經一個月長途跋涉,至初冬時節,李鴻章行抵徐州,安下大營。曾國藩也自濟寧南來,李鴻章率員出郊,迎住老師。前年夏金陵一別,一年半過去,老師又蒼老了許多,兩眼昏花,形容憔悴,精神萎靡,讓人想起黎明枯燈,蠟成灰,燭將殘,一陣微風過去,都可吹熄。
老師此刻的心境,李鴻章最能理解。勞苦十多年,完勝太平軍,功德圓滿,一心想著見好就收,急流勇退,誰知僧格林沁戰死,朝命北上剿撚,三番五次請辭,沒能獲準,隻好硬著頭皮出征。宵衣旰食一年半,築牆掘河,圈撚軍於河南,正待聚殲之,開封牆破,功敗垂成。驚悚之餘,欲借李鴻章和曾國荃之力共剿頑敵,將功補過,怎奈騰章四起,謗議盈路,朝廷也失去信任,下令交篆走人,自己懇請留營效命,做個散員,都不給麵子,叫人情何以堪?
見到李鴻章,曾國藩更是百感交集。

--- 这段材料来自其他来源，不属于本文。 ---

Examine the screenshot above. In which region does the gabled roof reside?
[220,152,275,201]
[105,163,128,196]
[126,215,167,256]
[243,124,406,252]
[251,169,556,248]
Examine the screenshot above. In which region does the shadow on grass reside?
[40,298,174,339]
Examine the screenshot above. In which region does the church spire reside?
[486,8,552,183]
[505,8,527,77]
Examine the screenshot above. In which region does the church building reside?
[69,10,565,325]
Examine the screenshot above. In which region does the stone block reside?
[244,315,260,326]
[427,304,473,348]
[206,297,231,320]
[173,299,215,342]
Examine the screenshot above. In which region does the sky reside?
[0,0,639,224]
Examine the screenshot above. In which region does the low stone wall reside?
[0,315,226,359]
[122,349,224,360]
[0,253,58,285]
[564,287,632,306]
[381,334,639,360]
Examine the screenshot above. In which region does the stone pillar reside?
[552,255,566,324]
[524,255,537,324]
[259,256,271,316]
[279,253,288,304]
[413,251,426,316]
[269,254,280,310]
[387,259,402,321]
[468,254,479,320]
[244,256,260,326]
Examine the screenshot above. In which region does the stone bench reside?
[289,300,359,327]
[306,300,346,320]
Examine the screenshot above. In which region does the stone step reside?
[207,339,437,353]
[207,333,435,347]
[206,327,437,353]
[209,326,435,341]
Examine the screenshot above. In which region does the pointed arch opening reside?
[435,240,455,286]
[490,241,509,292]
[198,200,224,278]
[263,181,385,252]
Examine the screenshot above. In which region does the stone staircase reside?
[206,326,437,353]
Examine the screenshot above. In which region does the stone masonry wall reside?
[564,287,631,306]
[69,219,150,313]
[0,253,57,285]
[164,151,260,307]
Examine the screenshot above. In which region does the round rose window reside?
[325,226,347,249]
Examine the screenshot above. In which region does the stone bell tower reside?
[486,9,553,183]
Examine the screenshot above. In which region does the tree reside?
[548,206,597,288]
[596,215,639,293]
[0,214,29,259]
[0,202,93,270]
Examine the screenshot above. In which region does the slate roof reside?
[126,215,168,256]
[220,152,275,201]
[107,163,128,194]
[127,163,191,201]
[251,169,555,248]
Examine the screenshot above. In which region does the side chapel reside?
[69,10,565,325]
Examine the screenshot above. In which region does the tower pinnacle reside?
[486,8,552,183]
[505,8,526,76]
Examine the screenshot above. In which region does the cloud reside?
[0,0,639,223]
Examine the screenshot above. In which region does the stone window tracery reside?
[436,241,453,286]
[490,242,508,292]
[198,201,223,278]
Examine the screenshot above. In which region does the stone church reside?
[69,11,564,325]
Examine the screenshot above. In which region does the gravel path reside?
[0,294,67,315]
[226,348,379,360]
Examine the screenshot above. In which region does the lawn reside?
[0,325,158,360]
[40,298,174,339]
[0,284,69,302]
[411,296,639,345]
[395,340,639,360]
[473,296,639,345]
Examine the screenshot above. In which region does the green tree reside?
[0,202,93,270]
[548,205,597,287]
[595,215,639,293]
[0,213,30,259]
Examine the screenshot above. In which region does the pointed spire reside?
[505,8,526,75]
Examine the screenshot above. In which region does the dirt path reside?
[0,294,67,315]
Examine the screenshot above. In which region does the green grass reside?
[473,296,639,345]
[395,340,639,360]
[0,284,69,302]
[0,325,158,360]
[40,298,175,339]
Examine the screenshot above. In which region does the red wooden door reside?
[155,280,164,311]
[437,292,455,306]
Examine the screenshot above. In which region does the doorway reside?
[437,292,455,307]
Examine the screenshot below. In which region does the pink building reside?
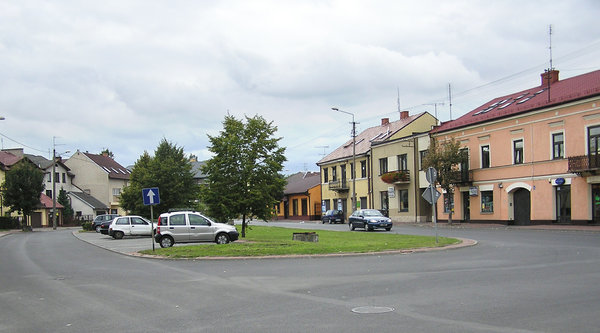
[431,70,600,225]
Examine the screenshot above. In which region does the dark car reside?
[348,209,392,231]
[321,209,344,224]
[92,214,121,232]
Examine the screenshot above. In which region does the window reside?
[360,197,367,209]
[481,191,494,213]
[481,145,490,169]
[188,214,210,226]
[419,150,429,170]
[444,193,454,213]
[360,161,367,178]
[513,139,523,164]
[552,133,565,160]
[169,214,185,225]
[398,189,408,212]
[302,199,308,216]
[379,157,387,175]
[398,154,408,170]
[292,199,298,216]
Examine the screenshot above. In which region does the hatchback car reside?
[92,214,121,232]
[348,209,392,231]
[321,209,344,224]
[108,216,153,239]
[154,211,239,247]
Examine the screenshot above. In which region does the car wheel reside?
[215,232,229,244]
[160,236,175,248]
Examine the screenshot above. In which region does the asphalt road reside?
[0,224,600,332]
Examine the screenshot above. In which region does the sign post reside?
[422,167,441,244]
[142,187,160,252]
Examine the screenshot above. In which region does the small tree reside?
[2,160,44,230]
[202,115,286,237]
[423,138,468,224]
[121,139,200,217]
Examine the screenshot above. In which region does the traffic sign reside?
[142,187,160,206]
[425,167,437,184]
[422,186,442,205]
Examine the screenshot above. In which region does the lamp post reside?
[331,108,356,212]
[52,137,69,230]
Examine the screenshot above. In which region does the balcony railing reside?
[329,179,349,192]
[569,154,600,173]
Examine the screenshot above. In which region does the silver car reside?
[154,211,239,247]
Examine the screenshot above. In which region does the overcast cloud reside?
[0,0,600,173]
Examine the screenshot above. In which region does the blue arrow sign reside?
[142,187,160,206]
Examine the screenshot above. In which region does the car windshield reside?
[363,209,383,216]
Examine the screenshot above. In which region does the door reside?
[188,214,213,242]
[131,216,152,236]
[462,192,471,222]
[513,188,531,225]
[167,213,190,242]
[556,185,571,223]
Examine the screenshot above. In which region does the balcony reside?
[381,170,410,184]
[329,179,350,192]
[569,153,600,175]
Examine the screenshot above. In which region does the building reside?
[317,111,437,218]
[432,70,600,225]
[65,150,131,215]
[275,172,321,220]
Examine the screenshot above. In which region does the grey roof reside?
[69,192,108,209]
[283,172,321,194]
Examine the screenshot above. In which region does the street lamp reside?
[52,137,69,230]
[331,108,356,212]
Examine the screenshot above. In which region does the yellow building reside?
[317,111,437,218]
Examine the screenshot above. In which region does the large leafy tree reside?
[202,115,286,237]
[423,138,468,224]
[121,139,200,217]
[2,160,44,229]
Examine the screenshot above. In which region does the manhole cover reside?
[352,306,394,313]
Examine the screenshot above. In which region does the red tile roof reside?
[317,112,426,165]
[84,153,131,179]
[40,193,65,208]
[432,70,600,133]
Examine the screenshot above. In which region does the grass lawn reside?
[141,226,460,258]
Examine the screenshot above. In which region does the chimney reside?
[540,69,558,87]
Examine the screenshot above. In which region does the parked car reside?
[154,211,239,247]
[348,209,392,231]
[92,214,121,232]
[108,215,154,239]
[321,209,344,224]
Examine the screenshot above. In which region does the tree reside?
[202,115,286,237]
[2,160,45,230]
[121,139,200,217]
[423,138,468,224]
[100,148,115,159]
[56,187,73,221]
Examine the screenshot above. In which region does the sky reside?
[0,0,600,174]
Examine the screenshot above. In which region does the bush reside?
[0,216,21,229]
[81,222,92,231]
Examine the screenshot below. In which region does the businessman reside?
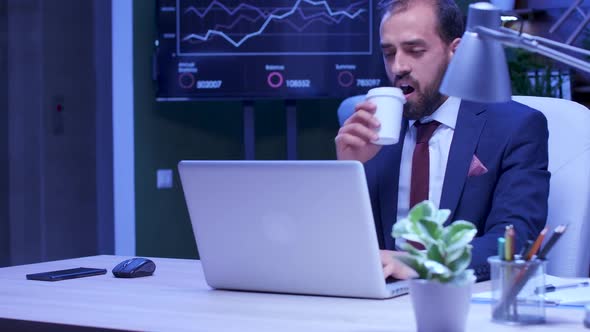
[336,0,550,280]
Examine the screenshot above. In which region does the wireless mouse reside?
[113,257,156,278]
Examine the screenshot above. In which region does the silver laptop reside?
[178,161,408,299]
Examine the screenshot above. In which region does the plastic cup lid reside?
[366,86,406,103]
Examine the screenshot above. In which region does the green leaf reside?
[435,209,451,226]
[426,243,444,262]
[408,201,436,221]
[424,260,452,278]
[391,201,477,283]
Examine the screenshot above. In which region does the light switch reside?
[156,169,174,189]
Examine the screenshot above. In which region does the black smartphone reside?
[27,267,107,281]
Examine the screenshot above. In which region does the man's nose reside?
[391,56,412,78]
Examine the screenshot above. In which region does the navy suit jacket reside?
[365,101,550,280]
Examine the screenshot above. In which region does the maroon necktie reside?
[410,121,440,209]
[407,121,440,250]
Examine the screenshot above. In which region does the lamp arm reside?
[500,27,590,56]
[474,26,590,73]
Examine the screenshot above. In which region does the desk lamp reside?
[440,2,590,103]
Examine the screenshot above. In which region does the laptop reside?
[178,161,408,299]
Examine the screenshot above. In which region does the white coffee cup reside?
[365,87,406,145]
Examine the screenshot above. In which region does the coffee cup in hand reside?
[365,87,406,145]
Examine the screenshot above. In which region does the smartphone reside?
[27,267,107,281]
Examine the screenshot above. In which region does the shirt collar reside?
[409,97,461,130]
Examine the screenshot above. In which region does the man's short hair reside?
[379,0,465,45]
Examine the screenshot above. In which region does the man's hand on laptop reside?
[380,250,418,279]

一時間老淚縱橫,真想趴到學生肩頭,痛痛快快哭上一場。然畢竟男兒有淚不輕彈,何況還是頂天立地的大英雄,曾國藩不至於脆弱如此,隻抬臂揉揉雙眼,說:“老啦,不中用啦,一見風,兩眼就止不住流淚。”
李鴻章聽著,心酸不已。讓一個風燭殘年的老人,指揮別人練成的軍隊,在各懷私念的五省督撫治地剿撚,本來勝算就小,如今撚軍突圍而去,想重振旗鼓,與敵再戰,挽回顏麵,朝廷死活不準,非逼著交篆卸任不可,實在太過殘酷。李鴻章想安慰幾句,都不知從何說起,隻得將老師扶進大轎,自己按轡隨侍,護其入城,住進早清掃幹淨的背街大屋,安頓下來。
接下來的日子,李鴻章布置好徐州防務,有空就走進大屋,陪老師喝茶聊天,偶爾圍上兩局,打發時光。欽差關防還在老師手裏,李鴻章幾次觸及剿撚話題,想暗示他盡快移交,都被他用話岔開。關防沒到手,又怎麽調度各軍和五省督撫呢?李鴻章心裏幹著急,卻怎麽也開不了這個口,怕惹老師不樂。